I occupy the middle—an uncomfortable, necessary place. I value Murdoch’s moral vision, but I also acknowledge Trump’s understanding of systems that reward confidence over conscience. I try to create a language that honors both complexity and accessibility, blending philosophy with sandcastle metaphors, Plato with playground puzzles.
According to ChatGPT, this blend works best when I personalize it—when I describe the lonely mirror of coaching a teenager, the frustration of buying $40 worth of groceries that don’t stretch, or the spiritual humility of breathing through hardship. These moments invite empathy. They don’t lecture. They build trust.

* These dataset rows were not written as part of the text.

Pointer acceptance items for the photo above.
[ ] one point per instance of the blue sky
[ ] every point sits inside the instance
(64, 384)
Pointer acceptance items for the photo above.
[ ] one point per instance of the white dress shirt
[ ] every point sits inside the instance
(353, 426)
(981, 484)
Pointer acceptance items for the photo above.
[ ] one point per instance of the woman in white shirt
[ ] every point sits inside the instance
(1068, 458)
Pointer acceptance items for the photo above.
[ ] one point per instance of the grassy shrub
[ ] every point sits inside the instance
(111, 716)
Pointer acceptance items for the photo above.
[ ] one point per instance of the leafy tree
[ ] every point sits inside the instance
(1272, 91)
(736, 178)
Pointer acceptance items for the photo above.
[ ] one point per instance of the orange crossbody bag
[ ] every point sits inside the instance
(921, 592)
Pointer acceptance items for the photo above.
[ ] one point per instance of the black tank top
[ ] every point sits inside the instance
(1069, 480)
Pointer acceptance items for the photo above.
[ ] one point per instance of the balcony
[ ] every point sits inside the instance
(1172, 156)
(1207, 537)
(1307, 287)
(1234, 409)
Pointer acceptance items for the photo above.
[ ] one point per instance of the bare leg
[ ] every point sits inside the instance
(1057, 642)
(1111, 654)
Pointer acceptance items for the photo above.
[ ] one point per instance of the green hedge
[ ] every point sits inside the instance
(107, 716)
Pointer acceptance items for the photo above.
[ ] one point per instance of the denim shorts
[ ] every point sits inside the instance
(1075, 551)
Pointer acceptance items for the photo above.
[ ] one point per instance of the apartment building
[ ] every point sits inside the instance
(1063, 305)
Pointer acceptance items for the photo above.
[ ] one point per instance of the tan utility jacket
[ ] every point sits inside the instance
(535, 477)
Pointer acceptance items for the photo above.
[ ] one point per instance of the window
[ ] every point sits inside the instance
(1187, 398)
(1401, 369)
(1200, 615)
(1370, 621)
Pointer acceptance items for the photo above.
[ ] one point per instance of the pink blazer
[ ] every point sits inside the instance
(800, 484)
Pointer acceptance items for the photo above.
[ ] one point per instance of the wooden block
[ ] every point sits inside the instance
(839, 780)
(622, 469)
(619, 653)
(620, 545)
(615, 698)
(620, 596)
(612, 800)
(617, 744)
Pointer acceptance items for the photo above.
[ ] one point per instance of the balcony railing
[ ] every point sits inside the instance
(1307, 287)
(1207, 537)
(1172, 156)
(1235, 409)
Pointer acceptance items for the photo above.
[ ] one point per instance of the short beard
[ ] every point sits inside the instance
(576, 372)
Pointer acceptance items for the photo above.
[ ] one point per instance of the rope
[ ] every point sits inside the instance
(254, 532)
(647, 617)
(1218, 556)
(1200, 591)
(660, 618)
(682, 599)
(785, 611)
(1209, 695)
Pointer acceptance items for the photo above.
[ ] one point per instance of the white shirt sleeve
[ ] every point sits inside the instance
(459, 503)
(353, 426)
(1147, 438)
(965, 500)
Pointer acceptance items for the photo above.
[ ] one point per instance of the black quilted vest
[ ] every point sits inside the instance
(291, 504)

Where I differ most from Murdoch is in tone. She’s priestly. I’m part street philosopher, part stand-up comic. Where I differ from Trump is in aim. He aims to win; I aim to understand—even if that means losing on the scoreboard. He sees trust as leverage. I see trust as sacred. He builds towers. I leave seashells.
ChatGPT also noted that my use of imagined dialogues—with Trump, Murdoch, or even my own younger self—is a unique philosophical device. It democratizes the debate. It invites readers into conversation rather than pronouncing conclusions. In a polarized world where everyone’s shouting, my approach is to whisper just loud enough to be heard by those still willing to listen.
Finally, if Murdoch’s work is a cathedral and Trump’s a casino, mine might be a treehouse—rickety, heartfelt, and built by hand with scraps of philosophy, street wisdom, and spiritual hope. It's not perfect. But it’s real. And it’s open to anyone willing to climb the rope ladder.
That’s what ChatGPT helped me see.
And maybe that’s the greatest irony of all: I used a machine to help me see my humanity more clearly.